Cette note contribue au débat sur les modalités concrètes de cette intégration, plaidant non seulement pour des mesures prudentielles mais aussi pour des mesures structurelles, agissant activement sur la transformation des bilans bancaires et insérées dans un policy-mix plus global.

Mettre la réglementation bancaire au service de la transition écologique

Résumé

Comme l’a rappelé le GIEC dans son rapport d’avril 2022, les flux financiers sont très éloignés de la trajectoire qui conduirait aux objectifs de la neutralité carbone. Une réorientation drastique est indispensable. Cependant, le mouvement n’a rien de spontané, il implique au contraire une mobilisation des autorités publiques monétaires et financières, banques centrales et autorités de surveillance vont devoir verdir leur action de concert. Les premières sont disposées à « verdir » leur cadre de politique monétaire mais agissent encore peu. Les secondes en sont au stade des recommandations, mais n’ont pas encore de nouvelles règles à faire appliquer. Surtout, le débat concernant le verdissement de la régulation financière avance trop lentement et reste trop limité aux enjeux de la transparence des marchés. Posons donc la question directement : à quoi ressemblerait une régulation financière résolument « volontariste », qui pousserait activement les établissements dans le sens du respect de l’Accord de Paris sur le Climat ?

Cette note est principalement consacrée à la régulation bancaire, à son volet réglementaire et à la façon d’en faire un des leviers de la transformation écologique de l’économie. Il faudrait bien sûr que tous les acteurs financiers, banques ou pas, soient sensibles au risque climatique. Nous partons du constat que la prise en compte du risque climatique est encore faible dans le secteur financier et du principe qu’elle ne progressera pas assez vite si elle ne devient pas réglementaire. Les banques demeurant des acteurs majeurs du système financier européen, et relativement plus réglementées que d’autres acteurs financiers, nous concentrons notre analyse sur les justifications et les modalités du verdissement de leur réglementation.
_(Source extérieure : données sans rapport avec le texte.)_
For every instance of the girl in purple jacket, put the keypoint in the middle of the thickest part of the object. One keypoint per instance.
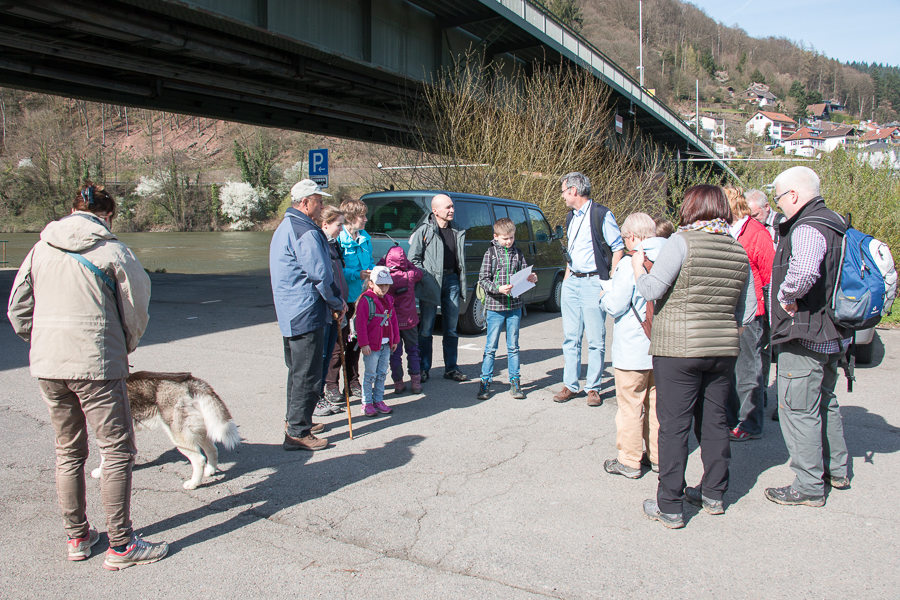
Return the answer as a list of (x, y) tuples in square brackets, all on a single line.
[(403, 291), (378, 335)]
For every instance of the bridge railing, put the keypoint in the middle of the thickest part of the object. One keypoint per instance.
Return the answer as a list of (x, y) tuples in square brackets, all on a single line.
[(582, 51)]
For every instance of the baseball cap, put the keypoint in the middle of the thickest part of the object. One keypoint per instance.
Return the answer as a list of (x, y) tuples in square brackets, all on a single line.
[(305, 188), (381, 275)]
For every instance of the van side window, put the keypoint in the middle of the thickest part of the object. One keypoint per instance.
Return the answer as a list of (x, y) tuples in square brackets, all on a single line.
[(475, 218), (539, 226), (396, 217), (518, 216)]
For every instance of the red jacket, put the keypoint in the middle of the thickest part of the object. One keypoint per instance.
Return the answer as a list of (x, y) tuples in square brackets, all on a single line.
[(370, 332), (757, 243)]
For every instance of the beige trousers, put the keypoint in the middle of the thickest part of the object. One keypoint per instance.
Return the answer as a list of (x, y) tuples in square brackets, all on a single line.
[(104, 405), (636, 424)]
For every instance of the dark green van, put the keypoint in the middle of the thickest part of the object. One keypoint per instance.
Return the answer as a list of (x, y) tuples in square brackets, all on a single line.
[(394, 215)]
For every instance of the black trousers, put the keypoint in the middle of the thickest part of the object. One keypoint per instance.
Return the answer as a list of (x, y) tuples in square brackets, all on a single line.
[(303, 357), (692, 389)]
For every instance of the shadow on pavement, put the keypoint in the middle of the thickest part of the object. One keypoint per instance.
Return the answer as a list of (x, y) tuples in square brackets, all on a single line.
[(285, 487)]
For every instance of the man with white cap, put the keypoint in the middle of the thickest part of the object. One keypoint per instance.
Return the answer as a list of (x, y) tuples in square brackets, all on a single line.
[(304, 291)]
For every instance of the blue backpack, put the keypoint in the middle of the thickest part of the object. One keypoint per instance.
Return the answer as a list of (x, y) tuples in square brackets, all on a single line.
[(866, 282)]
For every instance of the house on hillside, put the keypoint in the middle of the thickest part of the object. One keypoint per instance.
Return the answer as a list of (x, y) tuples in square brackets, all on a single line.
[(881, 155), (780, 126), (836, 136), (887, 135), (758, 94), (804, 142), (819, 112)]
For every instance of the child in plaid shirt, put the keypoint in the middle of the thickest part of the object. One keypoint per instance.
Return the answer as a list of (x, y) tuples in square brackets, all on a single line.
[(501, 262)]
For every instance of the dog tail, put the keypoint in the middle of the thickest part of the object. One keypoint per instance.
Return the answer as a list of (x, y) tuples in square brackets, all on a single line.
[(220, 427)]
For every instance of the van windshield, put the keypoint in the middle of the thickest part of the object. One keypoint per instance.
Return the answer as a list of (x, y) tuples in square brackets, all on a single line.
[(394, 216)]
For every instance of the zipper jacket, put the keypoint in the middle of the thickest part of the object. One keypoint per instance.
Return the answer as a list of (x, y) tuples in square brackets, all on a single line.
[(497, 268)]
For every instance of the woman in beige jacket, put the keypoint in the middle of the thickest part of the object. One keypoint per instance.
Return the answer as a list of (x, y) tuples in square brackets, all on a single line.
[(80, 299)]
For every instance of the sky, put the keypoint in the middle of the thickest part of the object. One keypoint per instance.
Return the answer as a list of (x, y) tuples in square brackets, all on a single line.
[(859, 30)]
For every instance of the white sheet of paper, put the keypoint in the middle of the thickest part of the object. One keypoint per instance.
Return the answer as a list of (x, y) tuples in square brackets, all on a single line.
[(520, 282)]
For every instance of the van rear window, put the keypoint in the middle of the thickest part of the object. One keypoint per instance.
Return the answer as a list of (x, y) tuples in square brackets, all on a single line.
[(395, 216)]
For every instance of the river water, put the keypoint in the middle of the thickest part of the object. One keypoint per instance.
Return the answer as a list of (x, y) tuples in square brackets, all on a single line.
[(243, 252)]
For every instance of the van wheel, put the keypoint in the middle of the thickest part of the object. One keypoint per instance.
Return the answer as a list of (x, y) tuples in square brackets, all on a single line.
[(864, 353), (554, 302), (473, 320)]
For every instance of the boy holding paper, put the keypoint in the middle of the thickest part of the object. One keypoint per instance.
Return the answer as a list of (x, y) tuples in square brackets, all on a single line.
[(500, 263)]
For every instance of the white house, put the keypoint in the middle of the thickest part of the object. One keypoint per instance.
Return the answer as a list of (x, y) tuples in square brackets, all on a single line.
[(804, 142), (780, 126)]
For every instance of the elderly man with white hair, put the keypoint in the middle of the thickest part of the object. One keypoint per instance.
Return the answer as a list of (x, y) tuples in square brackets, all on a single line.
[(305, 294), (763, 213), (804, 276), (438, 248)]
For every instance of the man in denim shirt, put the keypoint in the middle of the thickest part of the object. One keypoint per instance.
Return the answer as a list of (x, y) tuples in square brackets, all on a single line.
[(588, 266)]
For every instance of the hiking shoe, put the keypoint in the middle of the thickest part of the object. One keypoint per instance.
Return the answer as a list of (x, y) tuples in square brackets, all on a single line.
[(614, 467), (739, 435), (695, 497), (564, 395), (80, 548), (307, 442), (137, 552), (791, 497), (456, 375), (838, 483), (672, 521), (645, 460), (335, 407), (322, 409)]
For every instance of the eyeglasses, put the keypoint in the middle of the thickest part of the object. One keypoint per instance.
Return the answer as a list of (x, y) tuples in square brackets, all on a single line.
[(778, 197)]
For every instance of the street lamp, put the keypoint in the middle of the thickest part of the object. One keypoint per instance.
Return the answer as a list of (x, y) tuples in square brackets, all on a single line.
[(641, 39)]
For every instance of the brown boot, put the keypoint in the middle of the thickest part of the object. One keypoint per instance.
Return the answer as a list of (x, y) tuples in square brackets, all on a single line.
[(415, 383), (308, 442), (564, 395)]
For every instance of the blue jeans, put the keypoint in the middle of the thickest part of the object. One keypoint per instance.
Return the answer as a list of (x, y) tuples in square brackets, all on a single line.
[(495, 321), (450, 300), (376, 372), (331, 330), (581, 313)]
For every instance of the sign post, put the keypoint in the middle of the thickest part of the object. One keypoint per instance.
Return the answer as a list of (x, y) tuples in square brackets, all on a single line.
[(318, 166)]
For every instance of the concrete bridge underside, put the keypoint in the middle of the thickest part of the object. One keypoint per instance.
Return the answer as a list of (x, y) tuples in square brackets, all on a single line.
[(345, 68)]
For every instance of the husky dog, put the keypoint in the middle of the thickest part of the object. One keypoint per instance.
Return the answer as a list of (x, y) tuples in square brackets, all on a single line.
[(189, 410)]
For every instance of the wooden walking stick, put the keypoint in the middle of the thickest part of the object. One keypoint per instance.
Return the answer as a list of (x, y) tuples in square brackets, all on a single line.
[(346, 379)]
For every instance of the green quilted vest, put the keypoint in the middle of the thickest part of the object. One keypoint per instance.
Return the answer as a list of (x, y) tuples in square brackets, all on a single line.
[(695, 318)]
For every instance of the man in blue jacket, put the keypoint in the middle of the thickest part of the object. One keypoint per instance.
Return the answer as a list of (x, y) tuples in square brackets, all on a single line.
[(304, 291)]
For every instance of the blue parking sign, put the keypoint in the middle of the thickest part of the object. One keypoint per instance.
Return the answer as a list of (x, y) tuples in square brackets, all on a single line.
[(318, 166)]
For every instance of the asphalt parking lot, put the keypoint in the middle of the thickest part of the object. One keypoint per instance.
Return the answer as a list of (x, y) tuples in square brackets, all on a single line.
[(448, 497)]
Le principal message que nous entendons délivrer dans cette note est que le verdissement de la régulation bancaire devra, pour être efficace, combiner étroitement deux types d’approche : l’approche « prudentielle » par laquelle les régulateurs envisagent normalement le verdissement mais aussi l’approche « structurelle » à laquelle ils seront plus réticents.

Le verdissement de la régulation bancaire fournit en effet l’occasion de renforcer deux piliers faibles de la réglementation actuelle : le pilier macroprudentiel et le pilier structurel. Les deux sont indispensables au bon fonctionnement du secteur bancaire, tant du point de vue de sa stabilité que de sa contribution au financement de l’économie :

  le pilier macroprudentiel a été trop modestement échafaudé depuis la crise financière de 2007-2008 ;

 Quant au pilier structurel, il a été défait par la libéralisation financière des années 1980 et n’a pas été reconstruit depuis, alors même que l’article 2 de l’Accord de Paris (2015) a introduit précisément la question de la cohérence des flux financiers avec l’objectif climatique en soulignant la nécessité d’« aligner les flux sur un profil d’évolution vers un développement à faible émission de gaz à effet de serre et résilient aux changements climatiques ».
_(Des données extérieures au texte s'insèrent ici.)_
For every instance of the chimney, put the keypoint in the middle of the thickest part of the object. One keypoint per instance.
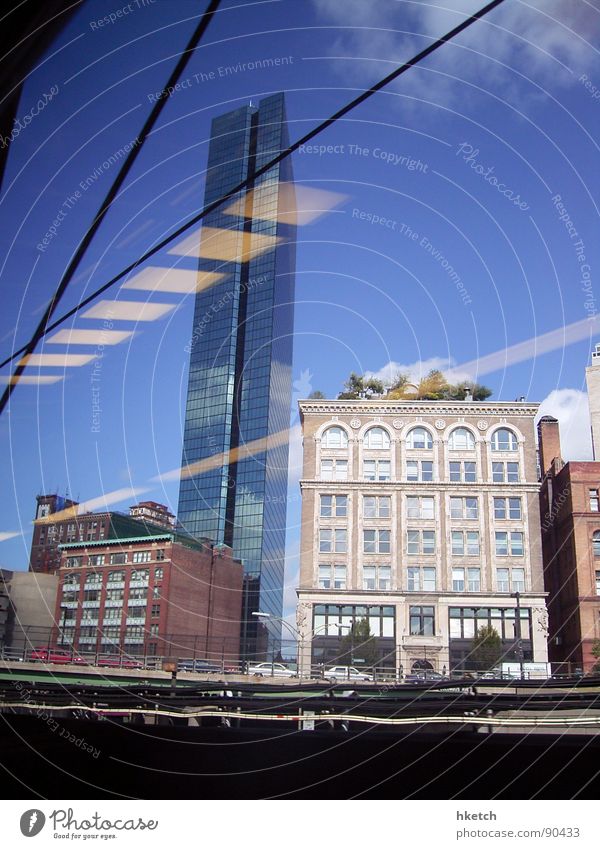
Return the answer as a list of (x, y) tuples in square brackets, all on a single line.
[(549, 442), (592, 379)]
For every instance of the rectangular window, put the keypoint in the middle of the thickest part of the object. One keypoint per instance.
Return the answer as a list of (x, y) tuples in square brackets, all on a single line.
[(512, 473), (414, 579), (502, 580), (332, 577), (421, 579), (518, 580), (376, 470), (505, 472), (377, 507), (377, 577), (369, 577), (376, 541), (141, 557), (419, 470), (428, 542), (501, 543), (413, 542), (324, 577), (509, 543), (420, 542), (334, 506), (499, 508), (420, 507), (458, 542), (339, 577), (334, 470), (514, 508), (473, 543), (458, 580), (325, 540), (118, 559), (463, 471), (516, 543), (326, 506), (474, 580), (422, 621), (96, 560)]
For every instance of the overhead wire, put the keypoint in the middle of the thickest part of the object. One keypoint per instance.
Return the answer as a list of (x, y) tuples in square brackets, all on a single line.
[(43, 328), (244, 184)]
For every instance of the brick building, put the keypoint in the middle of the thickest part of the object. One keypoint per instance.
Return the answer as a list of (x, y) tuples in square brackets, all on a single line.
[(59, 520), (422, 518), (570, 516), (161, 594)]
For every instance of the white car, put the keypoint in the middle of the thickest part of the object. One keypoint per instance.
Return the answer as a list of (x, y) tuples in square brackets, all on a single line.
[(345, 673), (273, 670)]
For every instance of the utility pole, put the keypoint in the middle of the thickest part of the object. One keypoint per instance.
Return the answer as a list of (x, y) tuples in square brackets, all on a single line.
[(518, 633)]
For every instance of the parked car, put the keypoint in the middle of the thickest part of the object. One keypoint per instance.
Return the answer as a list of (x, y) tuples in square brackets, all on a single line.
[(346, 673), (50, 655), (120, 662), (423, 676), (276, 670), (190, 664)]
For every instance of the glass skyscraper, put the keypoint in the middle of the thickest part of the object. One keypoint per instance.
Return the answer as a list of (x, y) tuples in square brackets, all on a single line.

Cette combinaison d’approches macroprudentielle et structurelle ne sera possible que si des verrous idéologiques cèdent. Elle suppose en effet que les régulateurs soient prêts à envisager le rôle de la réglementation bancaire et financière non plus seulement sous l’angle de la stabilité financière, mais aussi sous l’angle de l’allocation des financements. Pour cela, il leur faudra d’abord reconnaître que l’arbitrage entre risque physique et risque de transition qu’ils s’imposent dans le cadre de leur « approche par les risques » les condamnent à une action trop faible et trop lente, qui laissera le dérèglement écologique se poursuivre. Plus fondamentalement, ils devront aussi admettre que les marchés n’échouent pas seulement à produire l’information relative au risque climatique, mais également à allouer les financements efficacement en tenant compte des limites planétaires.
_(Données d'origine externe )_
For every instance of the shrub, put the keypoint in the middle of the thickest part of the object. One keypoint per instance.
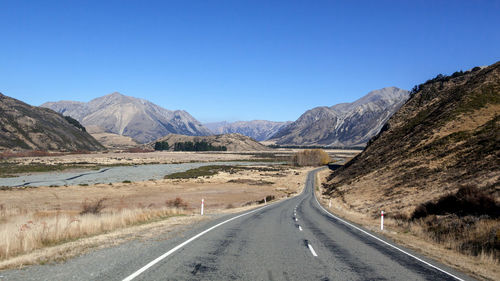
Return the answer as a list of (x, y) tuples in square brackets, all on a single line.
[(176, 203), (162, 145), (467, 201), (311, 157)]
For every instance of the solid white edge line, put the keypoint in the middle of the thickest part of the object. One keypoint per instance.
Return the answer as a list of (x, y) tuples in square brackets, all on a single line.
[(312, 250), (387, 243), (155, 261)]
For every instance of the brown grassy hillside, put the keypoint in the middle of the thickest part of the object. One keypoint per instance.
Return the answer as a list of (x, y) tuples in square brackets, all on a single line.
[(439, 154)]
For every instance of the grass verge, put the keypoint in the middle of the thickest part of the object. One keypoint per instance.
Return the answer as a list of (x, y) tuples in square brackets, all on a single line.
[(23, 231)]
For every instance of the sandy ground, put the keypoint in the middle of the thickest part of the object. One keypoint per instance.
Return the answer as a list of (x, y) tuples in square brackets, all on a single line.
[(164, 157), (127, 158), (223, 193), (218, 192)]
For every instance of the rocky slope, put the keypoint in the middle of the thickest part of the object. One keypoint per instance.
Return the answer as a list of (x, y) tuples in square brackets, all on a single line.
[(346, 124), (26, 127), (233, 142), (445, 137), (259, 130), (128, 116)]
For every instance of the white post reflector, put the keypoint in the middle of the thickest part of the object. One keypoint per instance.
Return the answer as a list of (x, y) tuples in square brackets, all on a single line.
[(382, 220)]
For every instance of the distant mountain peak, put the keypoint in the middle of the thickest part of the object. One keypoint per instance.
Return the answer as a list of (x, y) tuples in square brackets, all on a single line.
[(23, 126), (140, 119), (344, 124)]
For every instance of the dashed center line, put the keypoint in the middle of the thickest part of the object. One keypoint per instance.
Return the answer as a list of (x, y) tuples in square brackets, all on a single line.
[(312, 250)]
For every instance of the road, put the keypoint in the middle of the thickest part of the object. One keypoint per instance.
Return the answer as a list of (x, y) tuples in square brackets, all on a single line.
[(294, 239)]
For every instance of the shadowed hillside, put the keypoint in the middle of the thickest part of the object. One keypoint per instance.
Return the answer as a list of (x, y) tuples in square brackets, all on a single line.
[(435, 164), (23, 126)]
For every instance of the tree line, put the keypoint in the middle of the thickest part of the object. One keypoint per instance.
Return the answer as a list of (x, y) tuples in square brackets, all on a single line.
[(189, 146)]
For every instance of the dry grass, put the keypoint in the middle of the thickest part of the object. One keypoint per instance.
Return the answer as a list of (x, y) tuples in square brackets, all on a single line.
[(24, 231), (51, 217), (311, 157)]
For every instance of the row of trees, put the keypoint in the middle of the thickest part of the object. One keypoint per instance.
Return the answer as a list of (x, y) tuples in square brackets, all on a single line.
[(189, 146), (197, 146), (162, 145)]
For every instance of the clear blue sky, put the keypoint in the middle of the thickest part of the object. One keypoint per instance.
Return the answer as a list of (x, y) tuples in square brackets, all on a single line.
[(237, 60)]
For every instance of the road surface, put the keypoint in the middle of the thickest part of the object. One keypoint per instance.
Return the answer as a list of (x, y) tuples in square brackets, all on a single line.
[(293, 239)]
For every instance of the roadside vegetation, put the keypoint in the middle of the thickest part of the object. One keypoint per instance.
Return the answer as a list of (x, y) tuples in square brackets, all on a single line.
[(24, 230), (466, 221), (311, 157)]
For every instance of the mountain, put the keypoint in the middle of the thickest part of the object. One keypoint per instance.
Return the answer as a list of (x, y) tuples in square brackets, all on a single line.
[(345, 124), (233, 142), (259, 130), (446, 137), (139, 119), (23, 126)]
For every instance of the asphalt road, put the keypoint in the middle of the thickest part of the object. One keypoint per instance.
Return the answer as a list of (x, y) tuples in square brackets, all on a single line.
[(293, 239)]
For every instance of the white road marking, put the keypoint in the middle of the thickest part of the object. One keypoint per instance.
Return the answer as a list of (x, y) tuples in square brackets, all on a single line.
[(387, 243), (155, 261), (312, 250)]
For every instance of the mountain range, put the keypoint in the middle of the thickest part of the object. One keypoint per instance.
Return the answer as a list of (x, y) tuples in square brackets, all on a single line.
[(26, 127), (345, 124), (259, 130), (137, 118)]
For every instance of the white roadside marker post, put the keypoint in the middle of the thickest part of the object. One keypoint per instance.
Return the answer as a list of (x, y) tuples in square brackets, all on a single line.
[(382, 220)]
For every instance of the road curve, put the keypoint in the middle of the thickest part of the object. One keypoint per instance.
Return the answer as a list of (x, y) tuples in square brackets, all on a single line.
[(295, 239)]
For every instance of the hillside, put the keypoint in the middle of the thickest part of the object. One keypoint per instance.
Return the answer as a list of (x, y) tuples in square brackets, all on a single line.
[(259, 130), (345, 124), (233, 142), (26, 127), (437, 158), (139, 119)]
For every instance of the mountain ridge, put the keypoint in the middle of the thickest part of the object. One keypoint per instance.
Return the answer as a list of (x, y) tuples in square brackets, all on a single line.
[(26, 127), (137, 118), (344, 124)]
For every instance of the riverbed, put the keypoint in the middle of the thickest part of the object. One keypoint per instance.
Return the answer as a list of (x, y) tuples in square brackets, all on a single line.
[(110, 174)]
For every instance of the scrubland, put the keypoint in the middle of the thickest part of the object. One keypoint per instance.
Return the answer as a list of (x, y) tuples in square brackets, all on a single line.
[(469, 242)]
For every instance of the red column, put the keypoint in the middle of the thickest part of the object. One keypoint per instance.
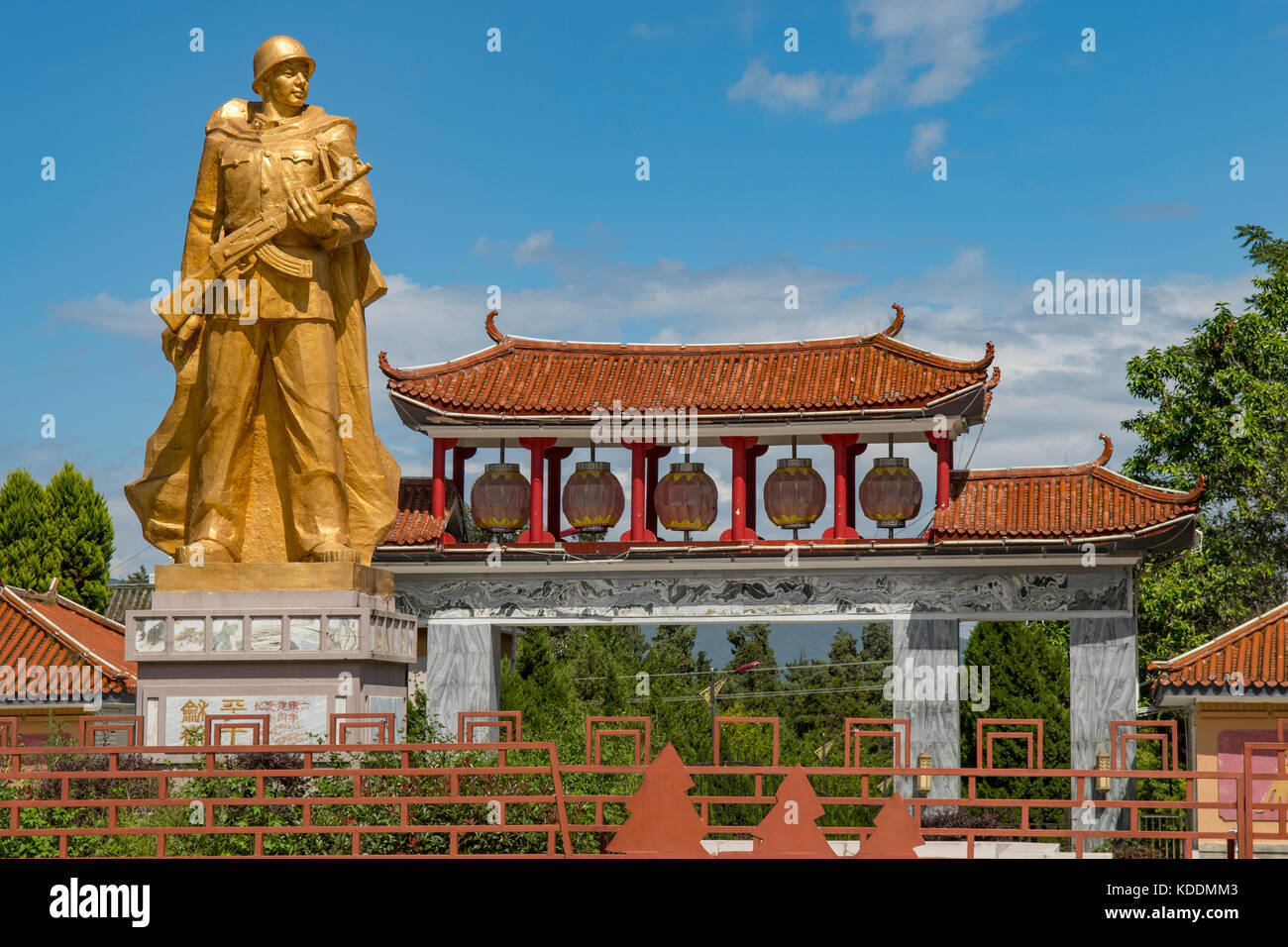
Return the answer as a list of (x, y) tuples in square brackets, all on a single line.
[(758, 451), (438, 491), (943, 447), (459, 457), (554, 518), (851, 460), (536, 531), (840, 530), (639, 531), (738, 530), (651, 458)]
Cette prise de conscience ne sera possible qu’en rompant avec le cadre théorique dominant fondé sur la théorie de l’efficience informationnelle et allocationnelle des marchés financiers. C’est au prix de ce déverrouillage idéologique que la régulation bancaire pourra être refondée et que les banques contribueront au financement de la transition écologique. Le verdissement de la régulation en offre en tout cas l’opportunité.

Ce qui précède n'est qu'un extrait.